Ich befrage einen erfahrenen Fahrradfahrer

Ich bin frustriert. Bei den anderen Fahrradfahrer*innen sieht das immer so entspannt und souverän aus. Ich befrage also meinen Nachbarn Benjamin. Er wohnt schon sehr lange in Kopenhagen und ist überzeugter Fahrradfahrer. Zu meiner Erleichterung höre ich ähnliche Geschichten von ihm, wie ich sie erlebt habe. Auch er flucht auf dem Rad und kämpft mit Wind und Wetter. Er lässt sich nur nichts anmerken. Am Ende wäre es wohl auch eine Sache der Gewöhnung und der richtigen Kleidung. Vor allem, wenn man bei Regen und Schnee fährt. Das habe ich bisher erfolgreich vermieden, werde da aber sicher nicht komplett drumherum kommen.

Nachdem man sich aber auf das Wetter in Kopenhagen eingestellt hat, macht es wirklich Spaß, mit dem Fahrrad unterwegs zu sein.

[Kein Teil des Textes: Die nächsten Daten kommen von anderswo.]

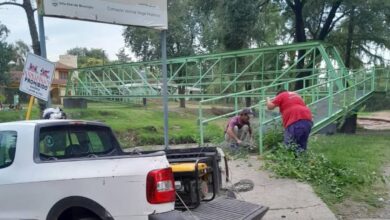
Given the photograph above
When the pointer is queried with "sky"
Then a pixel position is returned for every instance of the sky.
(64, 34)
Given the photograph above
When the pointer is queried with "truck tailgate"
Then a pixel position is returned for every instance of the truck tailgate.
(225, 208)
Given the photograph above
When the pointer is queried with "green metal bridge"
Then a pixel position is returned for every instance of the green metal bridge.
(238, 79)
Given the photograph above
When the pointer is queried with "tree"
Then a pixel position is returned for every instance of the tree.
(20, 51)
(89, 57)
(356, 40)
(5, 55)
(312, 20)
(28, 8)
(181, 37)
(122, 56)
(235, 26)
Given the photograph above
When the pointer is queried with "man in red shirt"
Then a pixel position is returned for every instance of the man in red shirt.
(238, 129)
(297, 118)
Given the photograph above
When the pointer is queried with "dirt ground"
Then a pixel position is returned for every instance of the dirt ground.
(380, 207)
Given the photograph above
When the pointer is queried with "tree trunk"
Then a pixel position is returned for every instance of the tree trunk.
(349, 125)
(182, 90)
(248, 100)
(32, 26)
(300, 36)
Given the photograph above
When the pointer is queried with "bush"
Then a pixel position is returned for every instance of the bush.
(329, 179)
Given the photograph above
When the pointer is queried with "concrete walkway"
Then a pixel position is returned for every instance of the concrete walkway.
(287, 199)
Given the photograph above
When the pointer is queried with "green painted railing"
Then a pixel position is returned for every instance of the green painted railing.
(203, 76)
(327, 99)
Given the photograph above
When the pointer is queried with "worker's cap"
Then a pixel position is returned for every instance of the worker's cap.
(246, 111)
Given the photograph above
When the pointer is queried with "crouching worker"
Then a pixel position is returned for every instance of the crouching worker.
(238, 130)
(53, 113)
(297, 118)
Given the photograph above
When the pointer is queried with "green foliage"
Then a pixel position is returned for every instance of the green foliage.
(2, 98)
(89, 57)
(273, 136)
(5, 55)
(338, 167)
(20, 51)
(327, 177)
(145, 43)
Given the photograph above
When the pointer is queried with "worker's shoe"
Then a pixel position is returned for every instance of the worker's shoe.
(234, 146)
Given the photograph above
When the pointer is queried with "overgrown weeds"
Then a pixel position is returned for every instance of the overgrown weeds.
(330, 180)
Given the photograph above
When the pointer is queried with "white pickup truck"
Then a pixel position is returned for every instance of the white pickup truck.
(76, 170)
(64, 169)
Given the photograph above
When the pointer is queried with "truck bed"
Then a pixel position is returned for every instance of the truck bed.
(225, 208)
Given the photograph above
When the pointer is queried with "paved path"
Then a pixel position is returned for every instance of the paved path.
(287, 199)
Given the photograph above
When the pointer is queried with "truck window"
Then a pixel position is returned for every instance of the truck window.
(7, 148)
(76, 141)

Die Fahrradwege sind sehr breit und gut ausgebaut in der Stadt. Auf vielen Strecken müsst ihr überhaupt nicht auf der Straße fahren, sondern könnt die breiten Fahrradwege nutzen. Daher solltet ihr euch unbedingt ein Fahrrad zulegen, wenn ihr in Kopenhagen unterwegs seid.

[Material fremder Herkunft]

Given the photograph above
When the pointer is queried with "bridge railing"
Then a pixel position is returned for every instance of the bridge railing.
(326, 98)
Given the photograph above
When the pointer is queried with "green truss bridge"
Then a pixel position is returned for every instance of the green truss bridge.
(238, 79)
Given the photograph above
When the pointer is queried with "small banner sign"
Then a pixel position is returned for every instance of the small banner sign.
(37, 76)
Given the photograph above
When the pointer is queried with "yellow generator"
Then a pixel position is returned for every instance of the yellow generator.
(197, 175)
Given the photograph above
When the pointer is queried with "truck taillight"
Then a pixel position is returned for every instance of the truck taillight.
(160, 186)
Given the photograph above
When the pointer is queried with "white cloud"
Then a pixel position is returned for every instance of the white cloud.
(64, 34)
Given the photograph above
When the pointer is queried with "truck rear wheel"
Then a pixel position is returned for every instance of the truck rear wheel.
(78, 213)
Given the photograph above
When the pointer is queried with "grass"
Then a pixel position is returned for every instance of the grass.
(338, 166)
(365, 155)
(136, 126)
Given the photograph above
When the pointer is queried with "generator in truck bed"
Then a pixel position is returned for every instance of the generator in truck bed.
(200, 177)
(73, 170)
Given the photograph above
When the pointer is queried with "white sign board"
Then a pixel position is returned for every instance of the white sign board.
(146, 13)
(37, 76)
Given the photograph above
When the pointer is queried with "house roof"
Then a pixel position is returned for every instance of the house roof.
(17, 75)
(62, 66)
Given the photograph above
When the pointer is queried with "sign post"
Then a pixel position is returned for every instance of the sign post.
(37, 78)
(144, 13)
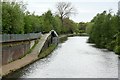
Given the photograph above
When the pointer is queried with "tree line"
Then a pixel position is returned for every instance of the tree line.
(104, 31)
(16, 20)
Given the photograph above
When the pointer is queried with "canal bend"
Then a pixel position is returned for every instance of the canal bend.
(75, 58)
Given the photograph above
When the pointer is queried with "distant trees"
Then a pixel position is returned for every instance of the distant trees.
(12, 18)
(105, 31)
(65, 10)
(16, 20)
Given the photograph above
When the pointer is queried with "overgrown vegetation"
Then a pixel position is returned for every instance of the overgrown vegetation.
(104, 31)
(16, 20)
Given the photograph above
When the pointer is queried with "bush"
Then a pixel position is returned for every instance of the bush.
(117, 50)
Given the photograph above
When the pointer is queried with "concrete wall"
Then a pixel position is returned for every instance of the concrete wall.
(15, 50)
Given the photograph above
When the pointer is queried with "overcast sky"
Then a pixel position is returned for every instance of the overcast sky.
(86, 9)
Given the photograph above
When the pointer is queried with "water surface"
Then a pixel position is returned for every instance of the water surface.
(73, 59)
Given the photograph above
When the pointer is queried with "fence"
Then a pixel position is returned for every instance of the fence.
(19, 37)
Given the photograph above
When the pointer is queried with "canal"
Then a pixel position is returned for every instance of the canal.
(75, 58)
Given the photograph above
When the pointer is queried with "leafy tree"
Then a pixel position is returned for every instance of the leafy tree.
(12, 18)
(65, 10)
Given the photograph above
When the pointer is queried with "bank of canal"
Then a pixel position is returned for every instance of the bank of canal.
(73, 59)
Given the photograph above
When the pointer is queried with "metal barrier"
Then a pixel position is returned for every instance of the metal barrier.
(19, 37)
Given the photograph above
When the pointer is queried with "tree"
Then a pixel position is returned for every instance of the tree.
(65, 10)
(12, 18)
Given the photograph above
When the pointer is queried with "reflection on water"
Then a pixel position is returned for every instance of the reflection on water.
(73, 59)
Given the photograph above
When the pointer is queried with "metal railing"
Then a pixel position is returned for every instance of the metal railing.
(19, 37)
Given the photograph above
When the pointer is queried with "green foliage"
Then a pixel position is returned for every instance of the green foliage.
(17, 21)
(105, 31)
(12, 18)
(89, 27)
(82, 27)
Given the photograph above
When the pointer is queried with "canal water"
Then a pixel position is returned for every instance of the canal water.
(75, 58)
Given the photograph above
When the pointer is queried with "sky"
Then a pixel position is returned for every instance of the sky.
(86, 9)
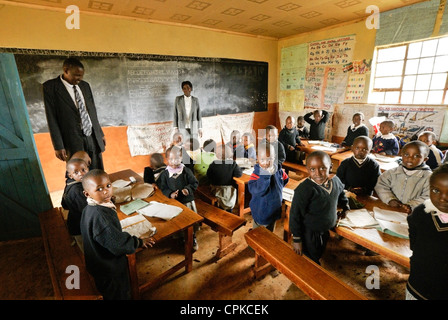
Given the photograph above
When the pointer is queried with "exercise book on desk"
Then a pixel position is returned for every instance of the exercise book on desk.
(360, 218)
(133, 206)
(160, 210)
(392, 222)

Tipps für den Fahrradkauf in Kopenhagen

Ihr fragt euch nun, wo man ein gutes und günstiges Fahrrad kauft in Kopenhagen? Ihr müsst kein neues und meist teures Rad kaufen. Hier ein paar Tipps:

Second Hand

Bei dba.dk werdet ihr sicher fündig. Dort findet ihr alles Mögliche. Es ist ein Online-Marktplatz für gebrauchtes. Im Bereich Cykler(Fahrräder) findet ihr im Moment im Gebiet Kopenhagen über 7.000 Angebote. Und das Gute ist: Ihr könnt genau dort euer Fahrrad auch wieder verkaufen, wenn ihr abreist.

Sarahs Fahrrad
Ich darf das Fahrrad meiner Vermieterin nutzen, solange ich hier wohne.

Fahrrad mieten

Wenn ihr kein Fahrrad kaufen wollt, könnt ihr auch eins mieten. Es gibt viele Anbieter dafür in Kopenhagen. Ihr könnt nicht nur Fahrräder für ein paar Stunden oder einen Tag mieten, sondern auch für mehrere Monate. Dabei zahlt ihr monatlich einen Betrag in Höhe von umgerechnet durchschnittlich 20 Euro (je nachdem welchen Anbieter ihr wählt). Der Vorteil dabei ist, dass ihr ein recht neues Fahrrad bekommt. Außerdem sind kleinere Reparaturen an dem Fahrrad oft inkludiert im Preis. Einige meiner Freunde hier in Kopenhagen machen das und sind sehr überzeugt davon. Ihr bekommt als Studierende oft auch einen Rabatt auf den monatlichen Preis.

Kein Fahrrad und die Metro nehmen?

Das würde ich euch nicht empfehlen. Viele Metro-Linien wurden zwar erst vor ein paar Jahren erneuert und fahren auch sehr regelmäßig. Allerdings gibt es nur vier Metro-Linien in der Stadt. Daher müsst ihr oft noch lange laufen von der Metro-Station zu eurem Ziel. Daher ist es einfach schneller, mit dem Fahrrad zu fahren, vor allem weil Kopenhagen relativ klein ist.

Wenn ihr also in Kopenhagen ankommt, kauft oder leiht euch unbedingt ein Fahrrad und erkundet die Stadt mit dem Rad. Es lohnt sich! Aber zieht euch was warmes an im Winter. 🙂

Kommentare
  1. Opa

    19. März 2021

    Auch in Eberswalde ist Fahrradfahren im Winter ein Abenteuer. Kalt und immer der Wind von vorne. Und mit Fahrradhelm friert man ohne Mütze drunter mächtig am Kopf. Trotzdem wird’s gemacht. Weil es Spaß macht.